Just recently, two notable documents were released from the Dicastery for the Doctrine of the Faith: an October 2023 email allowing the communion of transgender people and a December 2023 statement allowing blessings of same-sex unions. Although both documents are full of limitations and shortcomings, they have generally been met with joy by the LGBTQ Catholic community. And in the recently completed meetings in Rome of the synod of the church, LGBTQ issues were very much on the table for discussion, although it remains to be seen how the final year of the synod will play out with respect to those issues.

On the other hand, if one were to ask Catholic families with LGBTQ kids how they perceive the changes of the past decade, I think you might hear considerably less optimistic perspectives. Dr. Anthony Fauci, who most of us came to know during the Covid pandemic but who was one of the leaders of the response to the AIDS crises of the 1980s, just warned that anti-gay sentiment in this country is the worst it has been in 40 years. The number of anti-gay legislative actions introduced at the state level has skyrocketed over the past five years, with 2023 setting a record in that respect. Families with trans children’s lives are in turmoil in many states as a result of the ban on providing their children with essential health care and the investigation of families for child abuse for merely providing the best care possible.

Additionally, because many of these legislative actions have received public support from local churches, there is a major intersection between what is happening in the US government and the church. More than 40 dioceses have issued generally negative policies over gender identity and sexual orientation over the past few years, many of which explicitly forbid transgender people from attending Catholic schools or receiving the sacraments. The Diocese of Davenport, whose 2023 rural policies on sex and sexual orientation are more enlightened and sympathetic than other Catholic policies, is one notable exception.

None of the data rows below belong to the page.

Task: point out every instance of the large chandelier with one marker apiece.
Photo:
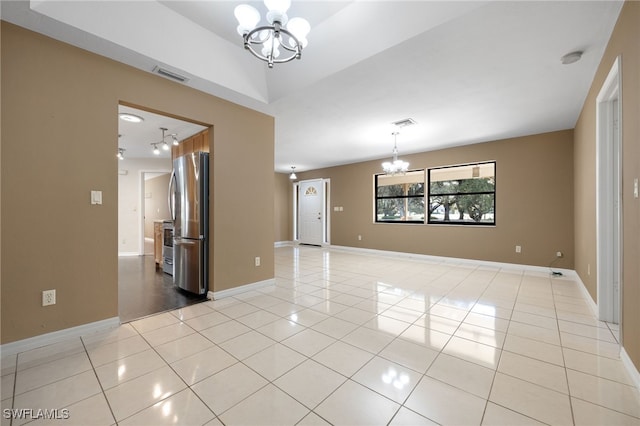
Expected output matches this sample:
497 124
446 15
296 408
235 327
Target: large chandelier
265 42
396 166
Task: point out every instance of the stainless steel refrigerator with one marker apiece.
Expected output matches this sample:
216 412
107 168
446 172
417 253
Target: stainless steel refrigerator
189 205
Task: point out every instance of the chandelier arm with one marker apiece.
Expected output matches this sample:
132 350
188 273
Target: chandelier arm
249 41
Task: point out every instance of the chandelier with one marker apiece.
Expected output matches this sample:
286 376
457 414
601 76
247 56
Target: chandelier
396 166
163 142
265 42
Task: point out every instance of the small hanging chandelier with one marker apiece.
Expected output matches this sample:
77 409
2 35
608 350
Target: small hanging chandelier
290 35
396 166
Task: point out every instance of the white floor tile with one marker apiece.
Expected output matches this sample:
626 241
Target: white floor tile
310 382
531 400
609 394
607 368
124 369
346 338
183 347
354 404
142 392
495 415
101 354
201 365
388 378
410 355
406 417
484 355
166 334
247 344
465 375
445 404
183 408
588 414
274 361
343 358
227 388
308 342
268 406
226 331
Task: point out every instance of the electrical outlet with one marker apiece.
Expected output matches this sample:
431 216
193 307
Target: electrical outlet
48 297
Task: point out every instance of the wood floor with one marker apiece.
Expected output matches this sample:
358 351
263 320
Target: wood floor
144 290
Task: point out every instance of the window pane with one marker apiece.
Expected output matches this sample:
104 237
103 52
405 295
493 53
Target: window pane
400 209
400 198
476 208
462 194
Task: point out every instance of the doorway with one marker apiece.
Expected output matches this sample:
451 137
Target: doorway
311 201
609 196
145 141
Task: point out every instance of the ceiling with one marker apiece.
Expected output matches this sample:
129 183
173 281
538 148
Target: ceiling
466 72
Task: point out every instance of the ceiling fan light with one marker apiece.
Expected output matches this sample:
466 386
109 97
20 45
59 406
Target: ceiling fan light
278 5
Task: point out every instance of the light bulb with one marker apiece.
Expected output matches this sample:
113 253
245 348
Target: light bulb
247 16
278 5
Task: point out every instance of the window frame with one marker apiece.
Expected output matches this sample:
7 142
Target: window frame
428 195
405 197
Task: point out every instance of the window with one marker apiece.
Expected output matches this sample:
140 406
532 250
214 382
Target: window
400 198
463 195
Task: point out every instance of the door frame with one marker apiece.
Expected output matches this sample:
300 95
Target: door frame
609 196
326 202
142 196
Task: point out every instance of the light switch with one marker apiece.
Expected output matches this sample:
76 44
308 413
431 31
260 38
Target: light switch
96 197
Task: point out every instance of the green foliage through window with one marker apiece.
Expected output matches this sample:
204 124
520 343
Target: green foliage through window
464 195
400 198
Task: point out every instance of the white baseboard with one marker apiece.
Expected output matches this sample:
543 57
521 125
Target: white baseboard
13 348
630 367
282 244
455 260
128 253
587 297
216 295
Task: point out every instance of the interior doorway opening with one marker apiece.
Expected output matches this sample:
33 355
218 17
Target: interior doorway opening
145 287
609 196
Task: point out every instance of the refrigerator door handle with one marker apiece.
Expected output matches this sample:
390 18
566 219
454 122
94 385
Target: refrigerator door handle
171 195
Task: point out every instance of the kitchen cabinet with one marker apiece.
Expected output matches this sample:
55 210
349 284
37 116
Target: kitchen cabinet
197 142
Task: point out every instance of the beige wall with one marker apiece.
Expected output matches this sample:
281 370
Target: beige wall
625 43
59 121
534 204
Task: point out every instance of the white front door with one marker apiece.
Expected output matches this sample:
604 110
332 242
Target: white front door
311 211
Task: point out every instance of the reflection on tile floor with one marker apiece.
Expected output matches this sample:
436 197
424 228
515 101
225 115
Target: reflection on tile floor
344 338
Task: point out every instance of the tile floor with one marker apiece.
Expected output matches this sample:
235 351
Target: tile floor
345 338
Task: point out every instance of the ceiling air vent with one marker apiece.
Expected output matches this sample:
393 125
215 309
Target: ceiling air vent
404 123
170 74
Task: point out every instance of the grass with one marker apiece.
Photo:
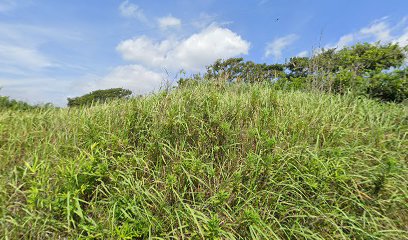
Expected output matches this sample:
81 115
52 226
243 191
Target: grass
207 162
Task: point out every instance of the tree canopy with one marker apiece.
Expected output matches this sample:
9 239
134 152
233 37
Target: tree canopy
99 96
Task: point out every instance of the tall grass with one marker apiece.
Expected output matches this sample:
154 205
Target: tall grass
207 162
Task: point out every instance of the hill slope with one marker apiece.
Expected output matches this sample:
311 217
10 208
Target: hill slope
242 161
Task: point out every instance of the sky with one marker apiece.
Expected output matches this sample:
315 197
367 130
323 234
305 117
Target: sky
53 49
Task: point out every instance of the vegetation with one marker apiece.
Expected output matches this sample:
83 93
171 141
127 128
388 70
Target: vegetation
11 104
99 96
208 160
373 70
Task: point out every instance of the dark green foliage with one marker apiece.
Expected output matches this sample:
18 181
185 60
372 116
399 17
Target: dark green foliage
11 104
99 96
374 70
207 161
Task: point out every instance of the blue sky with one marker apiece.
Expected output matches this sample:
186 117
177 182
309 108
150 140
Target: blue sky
54 49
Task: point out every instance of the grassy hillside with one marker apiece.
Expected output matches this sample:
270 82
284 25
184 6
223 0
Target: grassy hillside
235 162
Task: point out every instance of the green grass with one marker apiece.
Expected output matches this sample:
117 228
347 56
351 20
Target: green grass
207 162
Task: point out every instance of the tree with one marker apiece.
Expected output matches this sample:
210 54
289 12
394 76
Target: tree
99 96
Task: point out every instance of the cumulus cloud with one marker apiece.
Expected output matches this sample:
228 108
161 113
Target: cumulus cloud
303 54
135 77
190 54
276 47
131 10
169 22
381 31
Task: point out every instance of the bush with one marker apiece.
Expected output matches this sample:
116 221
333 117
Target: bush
99 96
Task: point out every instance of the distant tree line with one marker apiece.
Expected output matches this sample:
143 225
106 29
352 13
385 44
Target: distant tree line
374 70
99 96
11 104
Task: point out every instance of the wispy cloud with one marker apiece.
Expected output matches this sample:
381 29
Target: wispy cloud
169 22
276 47
131 10
379 30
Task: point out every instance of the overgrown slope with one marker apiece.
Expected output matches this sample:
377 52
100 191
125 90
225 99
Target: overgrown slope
207 161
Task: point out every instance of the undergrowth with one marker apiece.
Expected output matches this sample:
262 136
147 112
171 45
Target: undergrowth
207 162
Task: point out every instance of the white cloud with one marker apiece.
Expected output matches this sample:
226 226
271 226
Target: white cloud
379 30
303 54
191 53
134 77
131 10
276 47
169 22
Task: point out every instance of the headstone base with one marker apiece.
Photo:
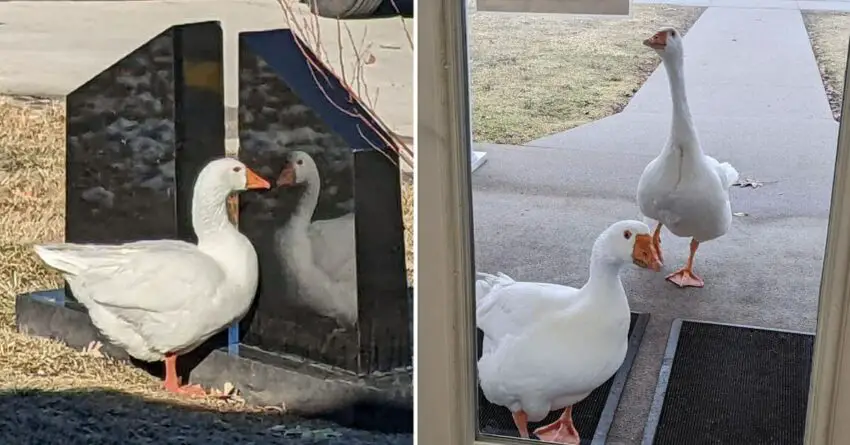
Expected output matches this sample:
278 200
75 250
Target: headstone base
382 401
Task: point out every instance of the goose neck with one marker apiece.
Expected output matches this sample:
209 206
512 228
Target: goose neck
307 204
604 274
683 126
209 213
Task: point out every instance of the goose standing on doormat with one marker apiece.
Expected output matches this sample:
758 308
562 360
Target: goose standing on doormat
684 189
163 298
548 346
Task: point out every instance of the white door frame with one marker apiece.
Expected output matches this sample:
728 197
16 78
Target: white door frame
445 384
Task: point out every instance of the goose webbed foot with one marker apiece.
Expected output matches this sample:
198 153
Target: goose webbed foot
560 431
685 277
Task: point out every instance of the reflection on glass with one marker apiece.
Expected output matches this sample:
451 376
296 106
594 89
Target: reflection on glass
303 229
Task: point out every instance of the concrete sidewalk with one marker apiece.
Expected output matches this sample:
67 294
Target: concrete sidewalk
50 48
759 103
800 5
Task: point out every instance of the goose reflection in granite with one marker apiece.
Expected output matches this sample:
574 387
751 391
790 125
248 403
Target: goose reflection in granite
317 258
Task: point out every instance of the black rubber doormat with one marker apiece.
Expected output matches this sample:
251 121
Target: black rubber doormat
592 417
727 384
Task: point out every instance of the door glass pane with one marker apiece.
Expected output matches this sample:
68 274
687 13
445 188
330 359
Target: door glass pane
718 123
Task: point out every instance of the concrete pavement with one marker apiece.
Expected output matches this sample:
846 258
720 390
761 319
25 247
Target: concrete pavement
801 5
759 103
50 48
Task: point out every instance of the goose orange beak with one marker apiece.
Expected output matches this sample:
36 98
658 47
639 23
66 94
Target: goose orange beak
657 41
255 181
644 254
287 176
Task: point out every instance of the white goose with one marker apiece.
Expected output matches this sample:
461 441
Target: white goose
318 257
683 188
161 299
548 346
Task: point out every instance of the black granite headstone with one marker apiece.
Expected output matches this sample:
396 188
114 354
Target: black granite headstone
137 135
337 296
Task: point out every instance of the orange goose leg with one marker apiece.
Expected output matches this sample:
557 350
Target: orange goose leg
560 431
685 277
172 382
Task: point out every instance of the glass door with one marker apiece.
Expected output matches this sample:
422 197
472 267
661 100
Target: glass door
532 242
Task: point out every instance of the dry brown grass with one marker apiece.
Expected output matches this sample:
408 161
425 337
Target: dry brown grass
32 211
537 75
830 33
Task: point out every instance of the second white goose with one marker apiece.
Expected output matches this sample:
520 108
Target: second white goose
683 188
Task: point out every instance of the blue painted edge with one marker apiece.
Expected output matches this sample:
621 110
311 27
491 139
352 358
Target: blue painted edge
314 83
233 339
52 296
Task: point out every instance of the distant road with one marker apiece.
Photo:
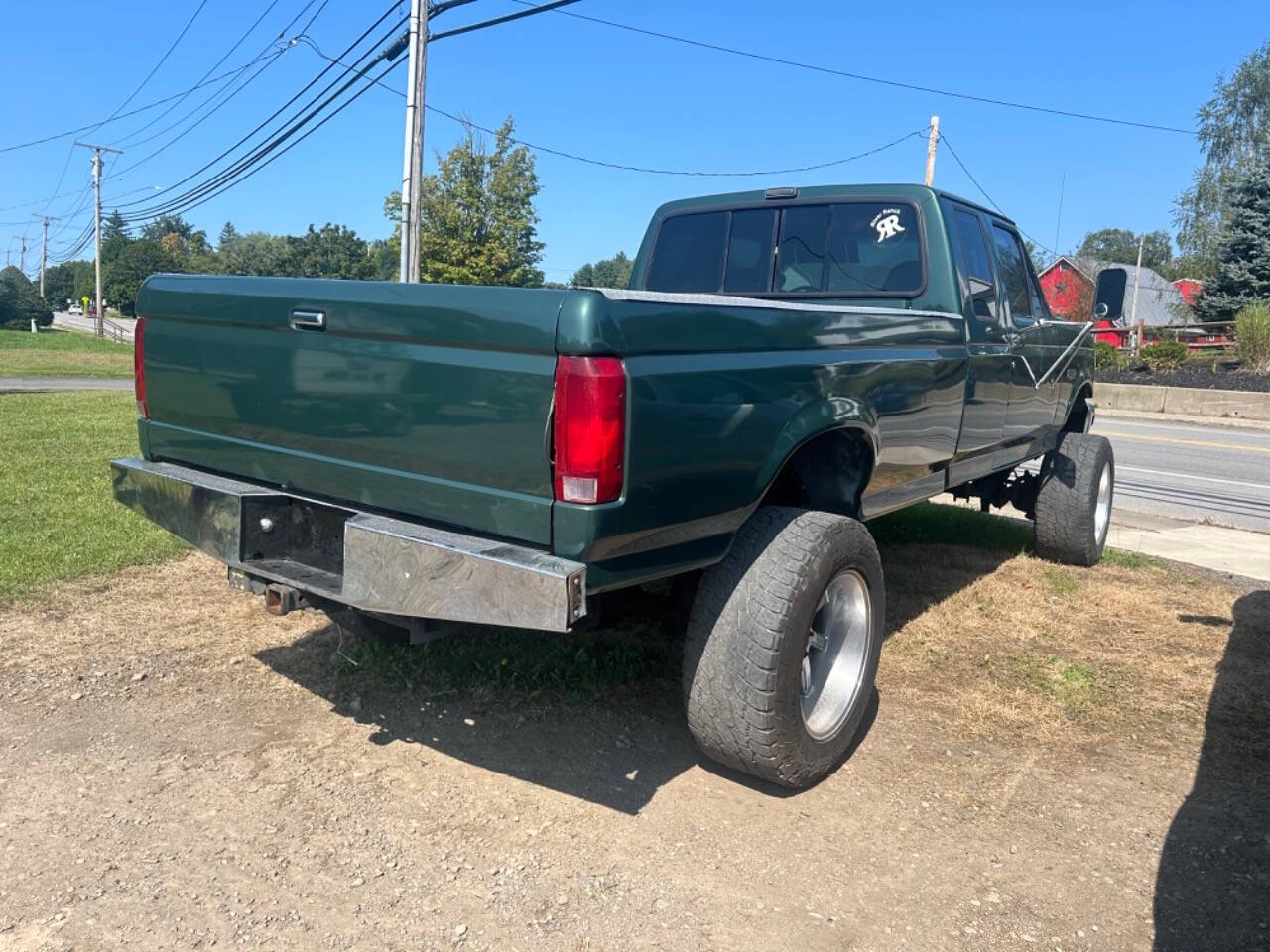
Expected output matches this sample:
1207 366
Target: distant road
67 321
1189 471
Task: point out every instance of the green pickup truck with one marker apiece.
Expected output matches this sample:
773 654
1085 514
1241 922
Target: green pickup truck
784 366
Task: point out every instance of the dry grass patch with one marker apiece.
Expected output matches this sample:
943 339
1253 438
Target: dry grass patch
1017 647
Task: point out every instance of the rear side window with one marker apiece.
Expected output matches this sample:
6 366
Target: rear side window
875 248
1014 275
849 249
801 258
749 250
689 254
973 245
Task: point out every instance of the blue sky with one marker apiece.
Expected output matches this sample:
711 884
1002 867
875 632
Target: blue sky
625 98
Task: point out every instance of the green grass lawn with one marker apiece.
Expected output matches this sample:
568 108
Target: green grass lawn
63 353
58 517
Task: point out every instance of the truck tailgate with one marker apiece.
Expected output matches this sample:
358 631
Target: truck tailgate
426 400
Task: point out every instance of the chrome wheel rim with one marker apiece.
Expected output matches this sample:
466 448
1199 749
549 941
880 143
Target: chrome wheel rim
834 654
1102 508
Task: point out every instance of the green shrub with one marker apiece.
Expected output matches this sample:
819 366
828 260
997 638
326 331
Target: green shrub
1252 335
1161 358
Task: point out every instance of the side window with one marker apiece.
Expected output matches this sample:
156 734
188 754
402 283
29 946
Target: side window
974 259
801 259
1012 267
749 250
689 253
875 246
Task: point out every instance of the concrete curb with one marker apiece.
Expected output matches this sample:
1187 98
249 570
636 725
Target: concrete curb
1183 402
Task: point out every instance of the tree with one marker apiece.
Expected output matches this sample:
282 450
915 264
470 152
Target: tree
177 234
130 264
477 216
1243 254
1120 245
330 252
21 302
114 227
1233 130
606 273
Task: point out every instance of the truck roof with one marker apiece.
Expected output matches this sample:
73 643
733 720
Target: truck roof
916 193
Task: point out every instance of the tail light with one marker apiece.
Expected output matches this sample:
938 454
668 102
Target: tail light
139 368
589 428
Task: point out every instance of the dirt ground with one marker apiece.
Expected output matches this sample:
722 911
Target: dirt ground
1057 760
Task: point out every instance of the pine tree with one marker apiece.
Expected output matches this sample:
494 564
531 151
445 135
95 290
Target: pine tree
1243 257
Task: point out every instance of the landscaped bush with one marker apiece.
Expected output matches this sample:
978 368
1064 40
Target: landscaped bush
1161 358
1109 358
1252 335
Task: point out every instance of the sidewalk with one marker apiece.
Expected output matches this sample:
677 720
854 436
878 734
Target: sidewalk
44 384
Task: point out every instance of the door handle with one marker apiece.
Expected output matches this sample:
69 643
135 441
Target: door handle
308 320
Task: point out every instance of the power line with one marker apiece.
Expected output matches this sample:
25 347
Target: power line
235 172
91 126
277 112
984 193
878 80
624 167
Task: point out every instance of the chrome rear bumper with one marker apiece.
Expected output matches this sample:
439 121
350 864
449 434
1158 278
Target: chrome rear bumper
388 565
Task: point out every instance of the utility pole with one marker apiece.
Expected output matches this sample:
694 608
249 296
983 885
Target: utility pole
930 150
44 249
1137 275
96 198
412 171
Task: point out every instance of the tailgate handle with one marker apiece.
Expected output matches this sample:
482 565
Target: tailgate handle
308 320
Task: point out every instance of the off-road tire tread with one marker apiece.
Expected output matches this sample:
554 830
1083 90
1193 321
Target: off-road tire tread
1067 497
735 629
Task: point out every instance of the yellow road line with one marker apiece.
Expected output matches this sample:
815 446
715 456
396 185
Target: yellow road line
1211 444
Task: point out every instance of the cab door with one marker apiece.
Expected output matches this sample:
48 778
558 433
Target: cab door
1030 343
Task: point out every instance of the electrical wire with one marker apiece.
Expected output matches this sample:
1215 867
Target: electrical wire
989 199
231 173
622 167
876 80
275 114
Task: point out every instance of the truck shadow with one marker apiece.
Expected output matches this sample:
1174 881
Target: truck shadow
612 749
1213 887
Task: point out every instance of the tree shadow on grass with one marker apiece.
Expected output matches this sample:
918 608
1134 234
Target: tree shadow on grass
1213 887
597 714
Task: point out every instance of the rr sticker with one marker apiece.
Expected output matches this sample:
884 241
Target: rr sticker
887 223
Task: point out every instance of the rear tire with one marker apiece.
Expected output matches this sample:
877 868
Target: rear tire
1074 503
783 645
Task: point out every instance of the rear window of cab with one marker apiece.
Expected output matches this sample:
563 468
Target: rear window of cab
839 249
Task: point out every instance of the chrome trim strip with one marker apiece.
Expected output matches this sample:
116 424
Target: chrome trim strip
676 298
1067 354
308 320
390 565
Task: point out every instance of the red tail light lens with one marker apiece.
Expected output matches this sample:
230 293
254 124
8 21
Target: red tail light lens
139 368
589 428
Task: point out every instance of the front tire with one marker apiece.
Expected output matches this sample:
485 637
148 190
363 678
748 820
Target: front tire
1074 503
783 645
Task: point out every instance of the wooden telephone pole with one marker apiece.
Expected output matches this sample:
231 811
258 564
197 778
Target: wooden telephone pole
44 248
930 150
96 198
412 172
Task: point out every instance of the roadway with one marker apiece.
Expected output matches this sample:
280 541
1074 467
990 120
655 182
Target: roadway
1199 472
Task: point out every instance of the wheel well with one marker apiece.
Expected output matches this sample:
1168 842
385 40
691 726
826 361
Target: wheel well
1079 413
826 472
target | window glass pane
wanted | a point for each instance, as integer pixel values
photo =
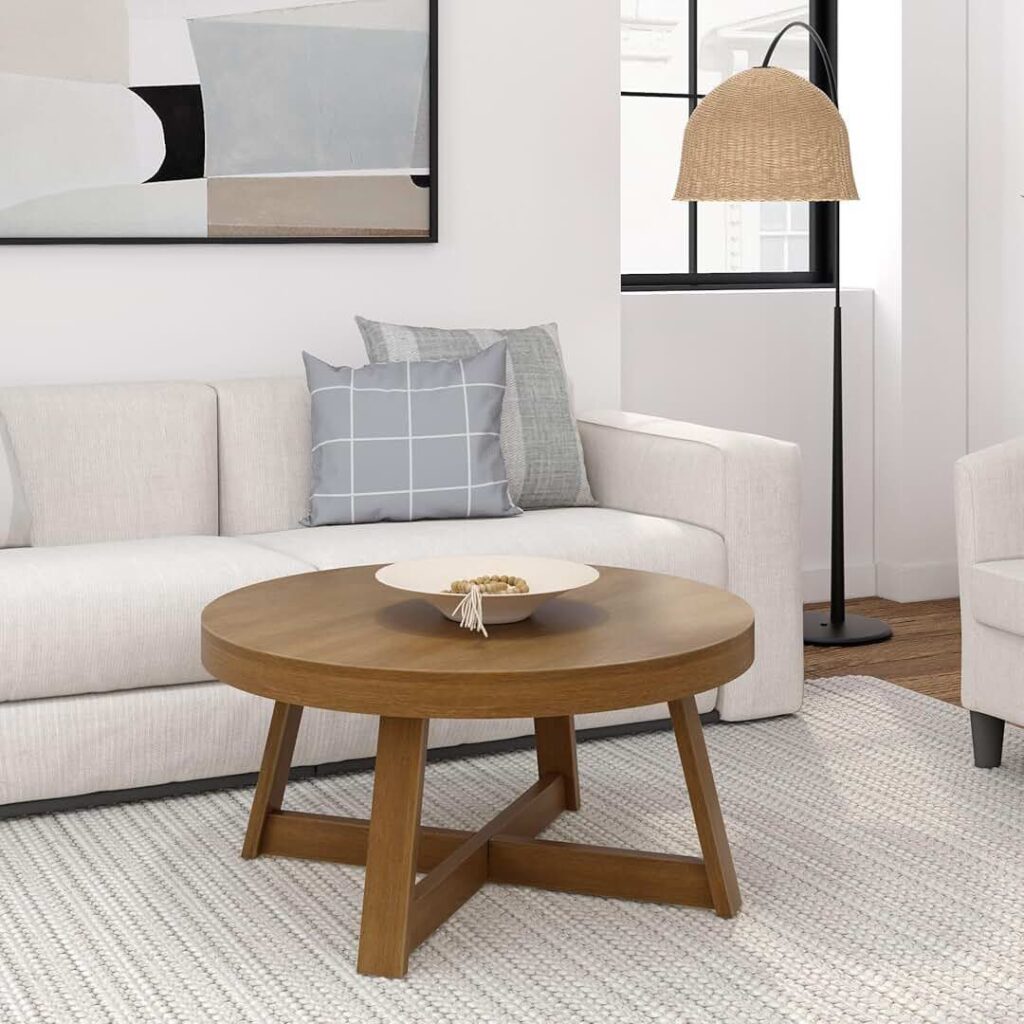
(654, 227)
(739, 238)
(773, 216)
(772, 253)
(733, 35)
(654, 45)
(797, 256)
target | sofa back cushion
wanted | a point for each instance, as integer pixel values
(116, 462)
(265, 460)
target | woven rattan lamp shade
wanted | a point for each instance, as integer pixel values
(766, 135)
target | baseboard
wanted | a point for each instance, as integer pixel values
(921, 582)
(86, 800)
(860, 582)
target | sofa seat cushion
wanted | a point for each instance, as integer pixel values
(588, 535)
(997, 594)
(117, 615)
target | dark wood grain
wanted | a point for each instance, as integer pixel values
(341, 640)
(385, 934)
(555, 738)
(923, 655)
(704, 802)
(281, 738)
(449, 885)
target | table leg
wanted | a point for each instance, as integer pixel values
(555, 739)
(273, 773)
(385, 934)
(707, 811)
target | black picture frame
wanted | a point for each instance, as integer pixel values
(429, 239)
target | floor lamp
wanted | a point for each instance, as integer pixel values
(767, 135)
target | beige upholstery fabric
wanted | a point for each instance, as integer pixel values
(747, 488)
(116, 462)
(587, 535)
(74, 744)
(997, 594)
(117, 615)
(264, 454)
(990, 553)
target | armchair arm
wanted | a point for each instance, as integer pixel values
(990, 504)
(742, 486)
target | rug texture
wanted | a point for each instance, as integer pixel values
(882, 875)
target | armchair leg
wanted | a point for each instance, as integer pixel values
(987, 735)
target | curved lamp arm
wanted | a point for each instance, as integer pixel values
(822, 50)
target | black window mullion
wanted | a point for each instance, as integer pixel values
(822, 225)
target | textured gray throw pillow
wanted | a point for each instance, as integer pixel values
(540, 438)
(15, 523)
(408, 440)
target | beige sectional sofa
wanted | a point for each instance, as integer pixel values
(151, 500)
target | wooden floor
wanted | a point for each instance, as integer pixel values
(923, 655)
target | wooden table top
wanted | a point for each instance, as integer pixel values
(341, 640)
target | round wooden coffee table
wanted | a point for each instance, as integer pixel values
(342, 641)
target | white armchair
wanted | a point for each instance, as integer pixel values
(744, 487)
(990, 552)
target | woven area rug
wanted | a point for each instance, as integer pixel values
(883, 880)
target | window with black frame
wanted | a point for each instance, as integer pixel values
(673, 53)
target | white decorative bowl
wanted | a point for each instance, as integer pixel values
(430, 578)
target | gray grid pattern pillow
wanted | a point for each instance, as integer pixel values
(540, 438)
(15, 522)
(408, 440)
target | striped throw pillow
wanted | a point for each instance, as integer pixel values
(14, 520)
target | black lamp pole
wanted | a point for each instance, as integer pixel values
(835, 628)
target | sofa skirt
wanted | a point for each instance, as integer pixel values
(127, 739)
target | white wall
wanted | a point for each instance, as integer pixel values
(761, 361)
(904, 95)
(996, 222)
(528, 228)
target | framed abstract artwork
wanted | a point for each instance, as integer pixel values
(218, 121)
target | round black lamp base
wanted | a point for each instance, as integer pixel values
(854, 631)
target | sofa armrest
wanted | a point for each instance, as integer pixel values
(742, 486)
(990, 504)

If I had to decide whether the changes over the past ten years have been for the better or worse, I’d first consider how my own family has been affected by all of this. On the plus side, our journey over the past ten years has resulted in the flourishing of our transgender daughter and a closer relationship within our family. Additionally, it has helped in opening our minds and hearts to the problems of everyone on the periphery of society and the church, not just those of LGBTQ people.

The fact that all three of our older kids have left the church is a downside, primarily due to the prejudice against LGBTQ people. Because she didn’t want the LGBTQ people closest to her and her husband, including her transgender sister, to feel unwelcome on her wedding day, our middle daughter, who married in October and brought together two sizable Catholic families, did so primarily outside the church.

The ultimate irony is that our transgender daughter no longer visits us for Christmas, not because we don’t love and welcome her in our Florida home where we’ve celebrated our family holidays for the past 30 years, but rather because she feels unsafe going to a place where she

might be detained for using the bathrooms. Instead, we’re heading to her with our family’s Christmas celebration packed.

We must keep in mind that this family from 2,000 years ago was also marginalized in many ways, even to the point where they had to flee for their lives while carrying a newborn baby, as we observe those beautiful nativity scenes in our homes and churches on this Holy Family Sunday. Please understand that your family has the same God-given value and dignity as any other family in the church for those Catholic families with LGBTQ kids who feel rejected and who are struggling with everything going on around them. Consider the Holy Family and God’s unending love for everyone that was embodied in the Incarnation. Consider the mercy and forgiveness extended to everyone by the birth of the Christ child. Love one another as Christ has loved us, and most importantly, continue to love your kids, as the new commandment commands us to do.